NEW SECTION.  Sec. 1102.  If any provision of this act or the application thereof to any person or circumstance is held invalid, the invalidity does not affect other provisions or applications of the act that can be given effect without the invalid provision or application, and to this end the provisions of this act are severable.

NEW SECTION.  Sec. 1103.  (1) The search, arrest, and prosecution protections and affirmative defenses established in sections 405, 406, and 407 of this act may not be asserted in a supervision revocation or violation hearing by a person who is supervised by a corrections agency or department that has determined that the terms of this section are inconsistent with and contrary to his or her supervision.

    (2) The provisions of RCW 69.51A.040 and sections 403 and 413 of this act do not apply to a person who is supervised for a criminal conviction by a corrections agency or department that has determined that the terms of this chapter are inconsistent with and contrary to his or her supervision.
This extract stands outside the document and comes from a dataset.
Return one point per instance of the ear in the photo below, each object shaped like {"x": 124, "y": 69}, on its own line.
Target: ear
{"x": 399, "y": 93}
    (3) A person may not be licensed as a licensed producer, licensed processor of cannabis products, or a licensed dispenser under section 601, 602, or 701 of this act if he or she is supervised for a criminal conviction by a corrections agency or department that has determined that licensure is inconsistent with and contrary to his or her supervision.

Sec. 1104.  RCW 69.51A.900 and 1999 c 2 s 1 are each amended to read as follows:

    This chapter may be known and cited as the Washington state medical use of ((marijuana)) cannabis act.

PART XII
MISCELLANEOUS

NEW SECTION.  Sec. 1201.  RCW 69.51A.080 (Adoption of rules by the department of health‑-Sixty-day supply for qualifying patients) and 2007 c 371 s 8 are each repealed.
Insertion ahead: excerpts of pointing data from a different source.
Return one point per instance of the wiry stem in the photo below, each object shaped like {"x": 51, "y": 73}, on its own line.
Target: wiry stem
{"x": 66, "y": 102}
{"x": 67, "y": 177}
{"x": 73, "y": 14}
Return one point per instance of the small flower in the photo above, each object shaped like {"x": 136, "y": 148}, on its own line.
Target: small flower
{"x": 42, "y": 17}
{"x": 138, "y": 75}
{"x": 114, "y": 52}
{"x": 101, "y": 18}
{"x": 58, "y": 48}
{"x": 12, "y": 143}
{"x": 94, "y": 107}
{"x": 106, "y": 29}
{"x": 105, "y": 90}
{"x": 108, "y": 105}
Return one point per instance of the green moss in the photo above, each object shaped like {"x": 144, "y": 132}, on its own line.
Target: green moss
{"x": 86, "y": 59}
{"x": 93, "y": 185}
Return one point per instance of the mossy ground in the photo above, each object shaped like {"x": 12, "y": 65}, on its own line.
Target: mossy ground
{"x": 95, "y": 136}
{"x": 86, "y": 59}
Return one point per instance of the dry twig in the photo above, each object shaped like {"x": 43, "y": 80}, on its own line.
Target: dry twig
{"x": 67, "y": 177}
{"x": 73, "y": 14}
NEW SECTION.  Sec. 1202.  Sections 402 through 411, 413, 601 through 607, 701 through 706, 801 through 803, 901, 1001, and 1101 through 1104 of this act are each added to chapter 69.51A RCW.

NEW SECTION.  Sec. 1203.  Section 1002 of this act takes effect January 1, 2013.

Correct the title."

 

 

 

    EFFECT:   Removes all authority for the Department of Health (DOH) and the Department of Agriculture (DOA) to license producers, processors, and dispensers of cannabis for medical use.  Removes the authority for qualifying patients and designated providers to establish collective gardens and to produce cannabis for medical use privately.

 

Authorizes DOH and DOA to produce, process, and dispense all cannabis for medical use in Washington.  Requires all purchases of cannabis for medical use to be conducted through the DOH operated dispensing facilities.  Directs DOH to establish prices for cannabis for medical use for sale at dispensing facilities at a price that is sufficient to defray the costs to DOH and DOA for administering their production, processing, and dispensing facilities.  Directs DOH and DOA to coordinate the delivery and receipt of supplies of cannabis for medical use and the reimbursement for costs associated for program operations.  Authorizes DOH to acquire property and facilities to dispense cannabis for medical use, including agreements with other public agencies for locating dispensing facilities on their properties.  Authorizes DOA to enter into agreements with the Commissioner of Public Lands to designate state-owned property for the production and processing of cannabis for medical use and to lease those lands.  Authorizes the purchase of private property and facilities if there are inadequate state-owned properties.  Requires the State Auditor's Office to audit and inspect the records of DOH and DOA relating to the production facilities, processing facilities, and dispensing facilities that they operate.

 

Requires qualifying patients and designated providers to maintain receipts of purchases of cannabis for medical use for at least two years.

 

States the Legislature's intent to maintain access to medical cannabis for patients while protecting those who grow, distribute, and consume medical cannabis by establishing a controlled system for conducting these activities.

 

Establishes the Local Public Health and Safety Account which consists of receipts from taxes raised at dispensing facilities. Distributes, based on population, half of the funds to local health jurisdictions for public health purposes and the other half of the funds to counties for law enforcement purposes.